2. 2017 Houston Astros (101-61)
Throughout last year this was one of the most impressive looking rosters in baseball. They led the league in runs scored with 896 with the next best team 38 runs behind. With 2017 MVP Jose Alutve with Carlos Correa, Alex Bregman, Yuli Gurriel and Marwin Gonzalez filling in the holes, the Astros had the best infield in the bigs.
If they had a chink in the armour the pitching, while above average, was far from elite. But things only ramped up when the Astros picked up ace Justin Verlander at the trade deadline which solidified the rotation and bolstered the bullpen by pushing starters like McCullers and Peacock into reliever roles.

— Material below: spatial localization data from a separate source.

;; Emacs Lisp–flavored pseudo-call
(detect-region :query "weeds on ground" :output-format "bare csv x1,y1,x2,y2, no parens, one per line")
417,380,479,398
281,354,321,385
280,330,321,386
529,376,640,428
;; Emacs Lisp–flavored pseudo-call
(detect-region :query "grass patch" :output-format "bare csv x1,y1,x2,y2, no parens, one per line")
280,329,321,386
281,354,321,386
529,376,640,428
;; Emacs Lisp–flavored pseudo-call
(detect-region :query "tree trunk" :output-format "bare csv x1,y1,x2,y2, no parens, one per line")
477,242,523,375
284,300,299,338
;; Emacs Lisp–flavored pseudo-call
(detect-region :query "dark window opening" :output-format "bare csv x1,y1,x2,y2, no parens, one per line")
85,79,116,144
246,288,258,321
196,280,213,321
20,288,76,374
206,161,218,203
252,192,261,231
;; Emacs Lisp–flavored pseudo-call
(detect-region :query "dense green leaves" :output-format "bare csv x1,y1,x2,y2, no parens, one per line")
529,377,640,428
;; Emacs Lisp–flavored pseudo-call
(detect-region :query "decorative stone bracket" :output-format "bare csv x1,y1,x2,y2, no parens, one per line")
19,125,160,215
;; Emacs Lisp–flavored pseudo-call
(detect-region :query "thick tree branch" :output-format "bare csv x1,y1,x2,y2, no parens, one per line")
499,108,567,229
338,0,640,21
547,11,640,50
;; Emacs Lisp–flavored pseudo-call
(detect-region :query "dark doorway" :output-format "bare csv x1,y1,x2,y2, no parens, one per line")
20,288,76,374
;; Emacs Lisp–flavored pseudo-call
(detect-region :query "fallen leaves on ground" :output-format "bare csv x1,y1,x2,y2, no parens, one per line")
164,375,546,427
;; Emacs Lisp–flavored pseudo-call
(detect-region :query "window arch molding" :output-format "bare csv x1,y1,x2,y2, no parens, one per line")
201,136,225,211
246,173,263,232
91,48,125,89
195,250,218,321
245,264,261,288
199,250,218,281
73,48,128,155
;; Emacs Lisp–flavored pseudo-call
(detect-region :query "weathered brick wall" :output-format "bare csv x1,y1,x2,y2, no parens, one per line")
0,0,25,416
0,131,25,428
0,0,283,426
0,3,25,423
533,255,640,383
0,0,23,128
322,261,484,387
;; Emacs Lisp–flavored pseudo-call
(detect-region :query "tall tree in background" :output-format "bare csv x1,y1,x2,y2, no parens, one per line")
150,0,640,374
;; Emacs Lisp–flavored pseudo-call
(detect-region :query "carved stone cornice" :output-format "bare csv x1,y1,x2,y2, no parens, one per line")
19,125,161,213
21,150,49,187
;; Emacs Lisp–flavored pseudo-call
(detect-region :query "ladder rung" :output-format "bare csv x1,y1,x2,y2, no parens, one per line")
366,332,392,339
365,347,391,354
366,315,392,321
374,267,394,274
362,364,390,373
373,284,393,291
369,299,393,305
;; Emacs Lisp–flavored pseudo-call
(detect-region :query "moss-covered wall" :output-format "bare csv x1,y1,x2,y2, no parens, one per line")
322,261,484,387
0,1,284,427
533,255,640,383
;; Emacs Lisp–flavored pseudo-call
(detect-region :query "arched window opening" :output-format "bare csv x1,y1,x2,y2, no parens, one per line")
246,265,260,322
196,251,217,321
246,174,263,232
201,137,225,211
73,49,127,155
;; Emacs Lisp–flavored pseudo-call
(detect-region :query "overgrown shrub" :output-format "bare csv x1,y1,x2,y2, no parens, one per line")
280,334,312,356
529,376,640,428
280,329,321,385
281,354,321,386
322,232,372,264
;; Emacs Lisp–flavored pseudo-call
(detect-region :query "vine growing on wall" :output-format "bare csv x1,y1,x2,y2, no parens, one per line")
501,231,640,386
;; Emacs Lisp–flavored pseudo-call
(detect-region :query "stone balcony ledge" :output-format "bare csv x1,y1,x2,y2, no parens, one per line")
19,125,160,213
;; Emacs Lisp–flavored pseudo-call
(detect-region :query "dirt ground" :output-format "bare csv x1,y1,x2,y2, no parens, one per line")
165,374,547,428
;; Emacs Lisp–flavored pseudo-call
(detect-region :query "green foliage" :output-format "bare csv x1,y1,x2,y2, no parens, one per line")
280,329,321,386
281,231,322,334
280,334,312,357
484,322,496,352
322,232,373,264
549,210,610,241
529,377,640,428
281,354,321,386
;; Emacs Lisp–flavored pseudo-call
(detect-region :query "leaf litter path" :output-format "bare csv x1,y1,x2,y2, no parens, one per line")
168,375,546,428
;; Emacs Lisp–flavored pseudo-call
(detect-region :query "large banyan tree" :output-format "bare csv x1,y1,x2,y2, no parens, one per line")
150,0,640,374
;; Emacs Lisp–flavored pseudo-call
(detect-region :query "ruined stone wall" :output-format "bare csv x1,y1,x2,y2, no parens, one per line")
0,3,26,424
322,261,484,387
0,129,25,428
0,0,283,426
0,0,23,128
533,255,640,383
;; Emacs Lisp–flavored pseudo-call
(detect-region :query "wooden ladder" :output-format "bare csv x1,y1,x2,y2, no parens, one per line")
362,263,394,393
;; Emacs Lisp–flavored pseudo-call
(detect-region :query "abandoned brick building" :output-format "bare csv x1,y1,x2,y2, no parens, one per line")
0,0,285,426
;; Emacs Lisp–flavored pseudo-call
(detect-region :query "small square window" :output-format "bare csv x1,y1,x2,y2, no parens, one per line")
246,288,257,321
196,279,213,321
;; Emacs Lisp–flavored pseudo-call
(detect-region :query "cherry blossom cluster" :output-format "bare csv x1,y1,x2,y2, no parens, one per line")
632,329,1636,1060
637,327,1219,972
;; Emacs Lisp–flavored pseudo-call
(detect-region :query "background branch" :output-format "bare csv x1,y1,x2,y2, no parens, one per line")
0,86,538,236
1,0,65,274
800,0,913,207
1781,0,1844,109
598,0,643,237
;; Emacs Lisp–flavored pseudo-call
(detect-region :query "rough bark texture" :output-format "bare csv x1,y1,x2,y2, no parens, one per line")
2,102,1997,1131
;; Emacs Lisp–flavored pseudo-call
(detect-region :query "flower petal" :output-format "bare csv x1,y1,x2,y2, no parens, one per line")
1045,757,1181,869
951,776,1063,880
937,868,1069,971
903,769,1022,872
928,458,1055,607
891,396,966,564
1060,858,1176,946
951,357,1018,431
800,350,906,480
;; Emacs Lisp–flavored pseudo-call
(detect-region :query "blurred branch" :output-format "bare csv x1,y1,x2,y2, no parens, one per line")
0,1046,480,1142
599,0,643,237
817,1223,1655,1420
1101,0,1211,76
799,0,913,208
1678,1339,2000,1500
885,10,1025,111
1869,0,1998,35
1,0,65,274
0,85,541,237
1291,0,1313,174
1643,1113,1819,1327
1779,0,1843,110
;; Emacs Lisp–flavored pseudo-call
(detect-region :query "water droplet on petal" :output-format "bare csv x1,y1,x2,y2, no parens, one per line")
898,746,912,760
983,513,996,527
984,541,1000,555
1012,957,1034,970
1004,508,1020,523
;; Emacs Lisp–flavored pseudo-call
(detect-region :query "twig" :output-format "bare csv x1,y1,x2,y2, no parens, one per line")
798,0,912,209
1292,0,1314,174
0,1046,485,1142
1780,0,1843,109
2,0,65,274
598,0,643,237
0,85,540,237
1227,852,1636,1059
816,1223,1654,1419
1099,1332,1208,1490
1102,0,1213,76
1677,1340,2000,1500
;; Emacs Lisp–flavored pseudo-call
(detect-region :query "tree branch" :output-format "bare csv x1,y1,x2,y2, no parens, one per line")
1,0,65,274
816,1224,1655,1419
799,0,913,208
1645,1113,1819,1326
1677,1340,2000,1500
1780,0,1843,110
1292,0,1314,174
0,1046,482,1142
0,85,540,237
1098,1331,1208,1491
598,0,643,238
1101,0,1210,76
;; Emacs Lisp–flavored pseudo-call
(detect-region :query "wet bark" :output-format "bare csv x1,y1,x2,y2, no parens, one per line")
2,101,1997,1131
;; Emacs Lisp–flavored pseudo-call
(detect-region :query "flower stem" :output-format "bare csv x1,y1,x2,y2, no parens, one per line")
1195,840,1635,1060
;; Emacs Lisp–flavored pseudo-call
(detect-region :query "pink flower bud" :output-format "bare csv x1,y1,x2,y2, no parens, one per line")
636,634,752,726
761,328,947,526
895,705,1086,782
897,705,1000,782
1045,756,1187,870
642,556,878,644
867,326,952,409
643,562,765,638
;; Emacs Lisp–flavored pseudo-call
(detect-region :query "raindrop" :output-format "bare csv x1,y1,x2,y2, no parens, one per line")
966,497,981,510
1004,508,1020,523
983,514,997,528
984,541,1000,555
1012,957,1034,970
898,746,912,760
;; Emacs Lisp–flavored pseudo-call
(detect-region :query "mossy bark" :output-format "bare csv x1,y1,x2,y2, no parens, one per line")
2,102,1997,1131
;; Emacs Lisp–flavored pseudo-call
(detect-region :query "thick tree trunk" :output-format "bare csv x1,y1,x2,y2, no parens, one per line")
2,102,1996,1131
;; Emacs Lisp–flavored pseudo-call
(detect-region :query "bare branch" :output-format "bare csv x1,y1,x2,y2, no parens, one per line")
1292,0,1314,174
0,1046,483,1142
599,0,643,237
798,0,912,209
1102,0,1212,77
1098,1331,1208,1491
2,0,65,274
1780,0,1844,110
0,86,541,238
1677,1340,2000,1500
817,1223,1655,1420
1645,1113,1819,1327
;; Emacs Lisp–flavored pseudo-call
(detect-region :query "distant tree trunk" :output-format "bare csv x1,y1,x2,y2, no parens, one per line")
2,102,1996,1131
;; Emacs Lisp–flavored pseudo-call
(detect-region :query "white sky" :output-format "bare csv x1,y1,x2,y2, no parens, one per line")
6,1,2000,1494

1. 2016 Chicago Cubs (103-59)
Of the ten teams on this list, the Cubs had the second-best run differential with +252 and the highest of the three World Series winners. The Cubs had seven players with WAR higher than 4: Kris Bryant (7.4), Anthony Rizzo (5.5), Jon Lester (5.5), Kyle Henricks (5.2), Jake Arietta (4.5), Addison Russell (4.1) and Dexter Fowler (4.1). Of all of the teams on this list, the 2016 Cubs had the best combo of hitting, defence, starting pitching and (once they acquired Aroldis Chapman) relief pitching). I would contend that the 2011 Phillies had better starting pitching, the 2017 Indians had the best bullpen, and both the 2017 Astros and 2009 Yankees had a better collection of hitters. But the Cubs were just the best overall team…
That being said, depending on how they closeout the season, the Boston Red Sox have a chance to be the best team on this list.